MoFO: Momentum-Filtered Optimizer for Mitigating Forgetting in LLM Fine-Tuning
Yupeng Chen, Senmiao Wang, Yushun Zhang, Zhihang Lin, Haozhe Zhang, Weijian Sun, Tian Ding, Ruoyu Sun
TL;DR
This work tackles forgetting during large language model fine-tuning when pretraining data may be unavailable. It introduces MoFO, a momentum-filtered optimizer that integrates Adam with greedy block coordinate descent by updating only the top-$\alpha$ momentum coordinates in each parameter block, thereby keeping the model closer to its pretrained state while still attaining strong fine-tuning performance. The authors prove convergence to a critical point with a rate $\mathcal{O}(\log T/\sqrt{T})$ in the $L_{1,\text{top-}\alpha}$-filtered gradient sense and provide an illustrative example showing reduced forgetting in MoFO compared to Adam. Empirically, MoFO matches standard fine-tuning performance and significantly mitigates forgetting across a range of tasks (math, code, medical, and common-sense benchmarks) and continual fine-tuning scenarios, with only modest computational overhead, and it can complement LoRA and other PEFT methods.

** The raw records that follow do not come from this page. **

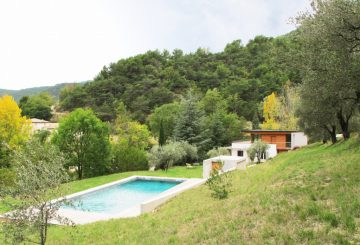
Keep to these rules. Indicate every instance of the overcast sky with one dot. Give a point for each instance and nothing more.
(44, 42)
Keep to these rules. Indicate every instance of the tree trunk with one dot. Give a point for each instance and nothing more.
(79, 171)
(332, 132)
(344, 124)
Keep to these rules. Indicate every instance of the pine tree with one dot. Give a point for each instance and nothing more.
(188, 126)
(162, 137)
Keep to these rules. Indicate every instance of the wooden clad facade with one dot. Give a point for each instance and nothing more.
(281, 138)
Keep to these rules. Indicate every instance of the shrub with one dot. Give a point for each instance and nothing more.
(39, 174)
(172, 153)
(219, 183)
(7, 178)
(165, 156)
(125, 157)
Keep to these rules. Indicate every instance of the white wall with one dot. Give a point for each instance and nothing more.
(244, 146)
(298, 139)
(230, 163)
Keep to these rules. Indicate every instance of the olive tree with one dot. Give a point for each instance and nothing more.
(84, 138)
(39, 174)
(329, 61)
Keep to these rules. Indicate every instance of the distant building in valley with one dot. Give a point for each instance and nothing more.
(39, 124)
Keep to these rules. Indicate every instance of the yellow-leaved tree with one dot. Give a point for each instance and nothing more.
(279, 111)
(271, 112)
(14, 128)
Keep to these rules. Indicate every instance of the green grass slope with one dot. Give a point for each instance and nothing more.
(308, 196)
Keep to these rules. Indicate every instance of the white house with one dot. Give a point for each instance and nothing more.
(39, 124)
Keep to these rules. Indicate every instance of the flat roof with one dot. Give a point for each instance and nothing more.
(270, 130)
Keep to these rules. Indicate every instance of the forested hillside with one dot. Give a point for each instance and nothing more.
(52, 90)
(243, 75)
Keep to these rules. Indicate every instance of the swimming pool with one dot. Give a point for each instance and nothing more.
(119, 197)
(125, 198)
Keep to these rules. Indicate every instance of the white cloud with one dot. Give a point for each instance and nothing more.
(44, 42)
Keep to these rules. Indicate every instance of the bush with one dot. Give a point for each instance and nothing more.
(7, 178)
(127, 158)
(219, 183)
(163, 157)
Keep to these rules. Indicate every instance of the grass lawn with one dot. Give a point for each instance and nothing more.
(308, 196)
(84, 184)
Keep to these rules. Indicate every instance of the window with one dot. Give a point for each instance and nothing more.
(263, 155)
(288, 140)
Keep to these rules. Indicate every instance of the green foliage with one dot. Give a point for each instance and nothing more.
(167, 115)
(329, 63)
(318, 184)
(37, 106)
(85, 141)
(213, 102)
(257, 149)
(71, 97)
(236, 79)
(164, 157)
(125, 157)
(7, 178)
(280, 110)
(42, 135)
(219, 151)
(133, 133)
(219, 183)
(188, 127)
(162, 139)
(39, 173)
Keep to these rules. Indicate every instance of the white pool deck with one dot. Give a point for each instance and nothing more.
(83, 217)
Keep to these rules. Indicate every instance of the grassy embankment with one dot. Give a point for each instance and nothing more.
(308, 196)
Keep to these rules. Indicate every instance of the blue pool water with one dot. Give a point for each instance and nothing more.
(117, 198)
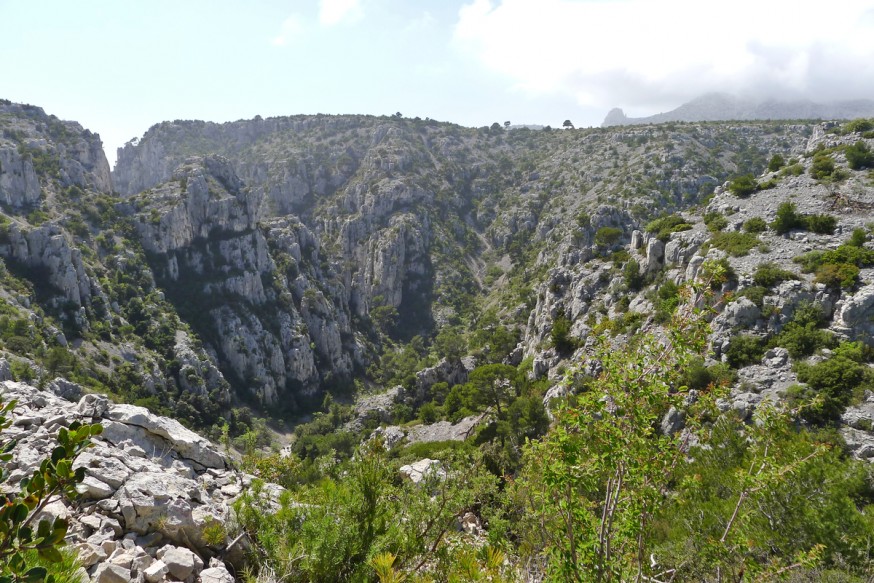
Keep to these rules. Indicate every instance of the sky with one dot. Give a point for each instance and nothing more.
(119, 67)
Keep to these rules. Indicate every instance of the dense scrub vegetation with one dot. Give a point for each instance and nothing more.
(606, 494)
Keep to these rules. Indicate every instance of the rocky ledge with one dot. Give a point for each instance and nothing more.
(156, 502)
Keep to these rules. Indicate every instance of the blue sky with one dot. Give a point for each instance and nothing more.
(118, 67)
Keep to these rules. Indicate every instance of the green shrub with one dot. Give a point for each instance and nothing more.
(770, 274)
(743, 186)
(802, 335)
(859, 156)
(821, 224)
(792, 170)
(664, 226)
(837, 275)
(429, 413)
(715, 222)
(698, 377)
(754, 293)
(744, 349)
(858, 126)
(560, 336)
(823, 166)
(830, 384)
(631, 275)
(735, 244)
(755, 225)
(838, 268)
(787, 218)
(607, 236)
(858, 238)
(666, 301)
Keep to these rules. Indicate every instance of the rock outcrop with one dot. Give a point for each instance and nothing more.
(152, 489)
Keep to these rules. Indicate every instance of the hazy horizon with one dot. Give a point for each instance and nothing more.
(118, 68)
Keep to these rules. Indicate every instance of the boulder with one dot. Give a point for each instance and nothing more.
(111, 573)
(137, 422)
(181, 562)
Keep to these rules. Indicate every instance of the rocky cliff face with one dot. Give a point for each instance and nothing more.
(256, 291)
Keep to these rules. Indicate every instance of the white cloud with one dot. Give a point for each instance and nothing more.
(290, 30)
(655, 53)
(333, 12)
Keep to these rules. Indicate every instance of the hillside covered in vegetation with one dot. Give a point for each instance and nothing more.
(446, 353)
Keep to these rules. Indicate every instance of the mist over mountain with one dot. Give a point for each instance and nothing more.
(431, 352)
(724, 107)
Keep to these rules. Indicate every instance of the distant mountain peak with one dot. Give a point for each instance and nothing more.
(724, 107)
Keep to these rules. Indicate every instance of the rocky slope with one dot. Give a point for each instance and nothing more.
(265, 262)
(721, 107)
(277, 258)
(156, 501)
(406, 217)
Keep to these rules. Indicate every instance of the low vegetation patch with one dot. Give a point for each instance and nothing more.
(755, 225)
(733, 243)
(770, 274)
(664, 226)
(833, 383)
(743, 186)
(838, 268)
(788, 219)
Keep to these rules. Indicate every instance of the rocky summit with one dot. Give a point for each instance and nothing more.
(422, 346)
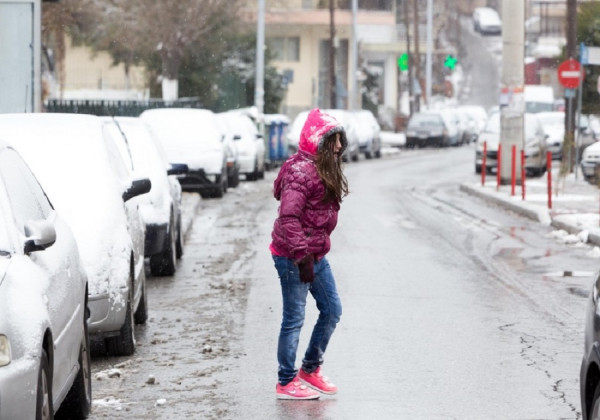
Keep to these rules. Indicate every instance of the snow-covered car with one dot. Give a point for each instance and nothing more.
(193, 137)
(534, 142)
(78, 164)
(553, 123)
(368, 132)
(44, 345)
(431, 128)
(161, 207)
(589, 377)
(293, 134)
(248, 142)
(344, 117)
(487, 21)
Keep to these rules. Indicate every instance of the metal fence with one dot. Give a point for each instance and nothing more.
(126, 108)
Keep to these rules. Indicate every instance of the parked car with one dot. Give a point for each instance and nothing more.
(589, 374)
(248, 142)
(430, 128)
(553, 123)
(368, 132)
(232, 153)
(193, 137)
(534, 142)
(80, 167)
(161, 207)
(44, 345)
(293, 135)
(486, 21)
(352, 151)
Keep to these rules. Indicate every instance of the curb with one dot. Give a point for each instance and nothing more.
(539, 215)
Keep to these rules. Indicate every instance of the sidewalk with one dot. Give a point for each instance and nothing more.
(575, 203)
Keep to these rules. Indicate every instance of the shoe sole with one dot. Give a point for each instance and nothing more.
(291, 397)
(311, 386)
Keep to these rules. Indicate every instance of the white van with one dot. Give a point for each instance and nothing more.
(538, 98)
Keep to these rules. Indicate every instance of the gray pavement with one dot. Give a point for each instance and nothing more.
(574, 203)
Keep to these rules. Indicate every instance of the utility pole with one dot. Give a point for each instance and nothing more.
(417, 74)
(570, 107)
(410, 61)
(512, 117)
(259, 90)
(332, 81)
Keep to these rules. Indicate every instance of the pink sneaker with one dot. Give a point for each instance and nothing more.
(294, 390)
(317, 381)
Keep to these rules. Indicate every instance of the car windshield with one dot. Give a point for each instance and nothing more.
(425, 120)
(493, 124)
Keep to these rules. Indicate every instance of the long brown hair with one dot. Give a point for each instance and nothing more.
(330, 171)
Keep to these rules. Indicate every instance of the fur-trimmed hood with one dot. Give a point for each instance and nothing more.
(317, 127)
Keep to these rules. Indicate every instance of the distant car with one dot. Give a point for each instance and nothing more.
(248, 143)
(293, 135)
(430, 128)
(369, 133)
(193, 137)
(553, 123)
(344, 117)
(161, 207)
(534, 139)
(44, 345)
(78, 164)
(589, 374)
(486, 21)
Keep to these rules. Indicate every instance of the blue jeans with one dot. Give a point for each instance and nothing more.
(294, 294)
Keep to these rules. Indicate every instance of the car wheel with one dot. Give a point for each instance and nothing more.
(141, 313)
(44, 410)
(124, 343)
(163, 264)
(79, 399)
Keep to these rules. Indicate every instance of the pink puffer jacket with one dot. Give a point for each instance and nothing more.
(304, 221)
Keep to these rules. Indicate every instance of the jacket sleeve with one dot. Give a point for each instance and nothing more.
(294, 196)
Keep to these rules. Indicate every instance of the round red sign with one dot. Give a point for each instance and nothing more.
(570, 74)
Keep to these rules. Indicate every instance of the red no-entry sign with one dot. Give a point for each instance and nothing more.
(569, 73)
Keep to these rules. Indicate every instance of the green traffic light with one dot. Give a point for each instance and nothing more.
(403, 61)
(450, 62)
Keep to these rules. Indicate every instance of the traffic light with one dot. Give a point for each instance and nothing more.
(450, 62)
(403, 62)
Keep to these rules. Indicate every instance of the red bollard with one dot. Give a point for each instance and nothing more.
(498, 166)
(513, 169)
(523, 174)
(549, 172)
(483, 163)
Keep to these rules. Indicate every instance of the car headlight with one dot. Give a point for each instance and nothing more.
(4, 350)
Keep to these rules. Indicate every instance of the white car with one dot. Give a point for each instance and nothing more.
(535, 145)
(248, 142)
(44, 345)
(553, 123)
(80, 167)
(369, 133)
(487, 21)
(161, 207)
(193, 137)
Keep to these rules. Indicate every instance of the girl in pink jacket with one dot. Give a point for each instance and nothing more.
(310, 187)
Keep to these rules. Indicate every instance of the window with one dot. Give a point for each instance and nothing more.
(27, 198)
(285, 49)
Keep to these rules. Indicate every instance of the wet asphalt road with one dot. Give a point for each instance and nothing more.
(453, 309)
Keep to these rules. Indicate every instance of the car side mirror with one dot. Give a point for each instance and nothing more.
(178, 169)
(39, 235)
(138, 187)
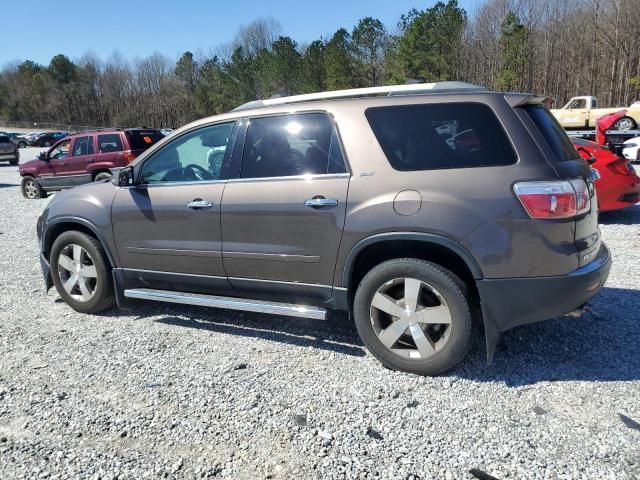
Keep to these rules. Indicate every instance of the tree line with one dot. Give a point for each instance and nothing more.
(547, 47)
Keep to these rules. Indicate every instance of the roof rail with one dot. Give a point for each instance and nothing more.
(391, 90)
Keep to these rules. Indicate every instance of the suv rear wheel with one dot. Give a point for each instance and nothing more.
(413, 316)
(31, 189)
(80, 272)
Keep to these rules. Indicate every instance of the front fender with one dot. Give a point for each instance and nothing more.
(88, 206)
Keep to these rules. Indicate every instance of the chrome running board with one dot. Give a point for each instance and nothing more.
(230, 303)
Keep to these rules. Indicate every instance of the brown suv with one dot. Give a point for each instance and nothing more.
(413, 208)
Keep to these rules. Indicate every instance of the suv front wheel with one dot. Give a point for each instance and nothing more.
(413, 316)
(80, 272)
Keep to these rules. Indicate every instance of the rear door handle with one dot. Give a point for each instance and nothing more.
(199, 204)
(321, 202)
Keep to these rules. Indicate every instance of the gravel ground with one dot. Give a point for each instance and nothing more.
(175, 392)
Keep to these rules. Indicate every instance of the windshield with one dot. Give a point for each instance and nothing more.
(143, 139)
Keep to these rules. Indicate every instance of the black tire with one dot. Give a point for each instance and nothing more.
(451, 289)
(625, 123)
(31, 189)
(102, 176)
(103, 297)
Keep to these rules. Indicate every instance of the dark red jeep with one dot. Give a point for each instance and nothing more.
(84, 157)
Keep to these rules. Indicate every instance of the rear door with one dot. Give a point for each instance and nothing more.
(7, 148)
(282, 220)
(110, 150)
(82, 154)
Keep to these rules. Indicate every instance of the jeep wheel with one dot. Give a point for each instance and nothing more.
(80, 273)
(31, 189)
(102, 176)
(625, 123)
(413, 316)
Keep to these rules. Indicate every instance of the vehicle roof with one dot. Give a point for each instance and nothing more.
(262, 108)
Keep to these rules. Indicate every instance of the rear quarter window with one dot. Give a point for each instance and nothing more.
(553, 133)
(441, 136)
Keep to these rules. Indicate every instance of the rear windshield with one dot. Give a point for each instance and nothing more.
(553, 133)
(143, 139)
(441, 136)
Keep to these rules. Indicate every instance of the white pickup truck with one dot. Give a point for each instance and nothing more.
(583, 112)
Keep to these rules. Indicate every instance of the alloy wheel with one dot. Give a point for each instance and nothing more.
(77, 273)
(31, 189)
(410, 318)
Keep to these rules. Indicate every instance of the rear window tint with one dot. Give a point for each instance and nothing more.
(143, 139)
(110, 143)
(553, 133)
(441, 136)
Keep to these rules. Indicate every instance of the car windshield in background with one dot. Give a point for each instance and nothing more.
(143, 139)
(555, 135)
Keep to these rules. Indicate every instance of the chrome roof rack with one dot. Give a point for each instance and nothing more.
(391, 90)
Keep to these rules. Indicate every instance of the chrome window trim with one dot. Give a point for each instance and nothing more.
(322, 176)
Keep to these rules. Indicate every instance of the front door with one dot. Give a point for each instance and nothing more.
(167, 226)
(282, 221)
(56, 177)
(82, 155)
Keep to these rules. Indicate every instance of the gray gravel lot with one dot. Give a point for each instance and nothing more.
(179, 392)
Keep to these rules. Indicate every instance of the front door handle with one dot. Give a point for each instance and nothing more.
(199, 204)
(321, 202)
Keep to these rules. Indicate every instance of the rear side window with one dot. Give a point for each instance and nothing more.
(143, 139)
(82, 146)
(553, 133)
(441, 136)
(110, 142)
(290, 145)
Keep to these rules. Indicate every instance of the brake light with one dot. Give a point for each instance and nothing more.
(128, 156)
(554, 199)
(621, 166)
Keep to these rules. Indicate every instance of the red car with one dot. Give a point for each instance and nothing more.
(618, 185)
(84, 157)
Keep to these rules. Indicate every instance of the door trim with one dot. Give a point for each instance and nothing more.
(280, 257)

This approach offers a practical, data-replay-free strategy to preserve pretrained knowledge in real-world fine-tuning, with potential extensions to adaptive update schedules and RLHF pipelines.
Abstract
Large language models (LLMs) have demonstrated remarkable capabilities across a wide range of tasks. Typically, LLMs are first pre-trained on large corpora and subsequently fine-tuned on task-specific datasets. However, during fine-tuning, LLMs may forget some knowledge acquired in the pre-training stage, leading to a decline in general capabilities. Existing approaches to mitigate forgetting often rely on access to pre-training data, which may be unavailable in many real-world scenarios--such as fine-tuning checkpoint-only open-source LLMs. To address this challenge, we propose a new fine-tuning algorithm termed Momentum-Filtered Optimizer (MoFO). MoFO is an extension of greedy block coordinate descent (BCD) methods: in each iteration, MoFO only updates the model parameters with the largest momentum magnitudes, while keeping all other parameters fixed. MoFO achieves similar fine-tuning performance to the default fine-tuning algorithm while effectively mitigating knowledge forgetting. We validate MoFO through rigorous convergence analysis and extensive experiments, demonstrating its effectiveness in mitigating forgetting without pre-training data.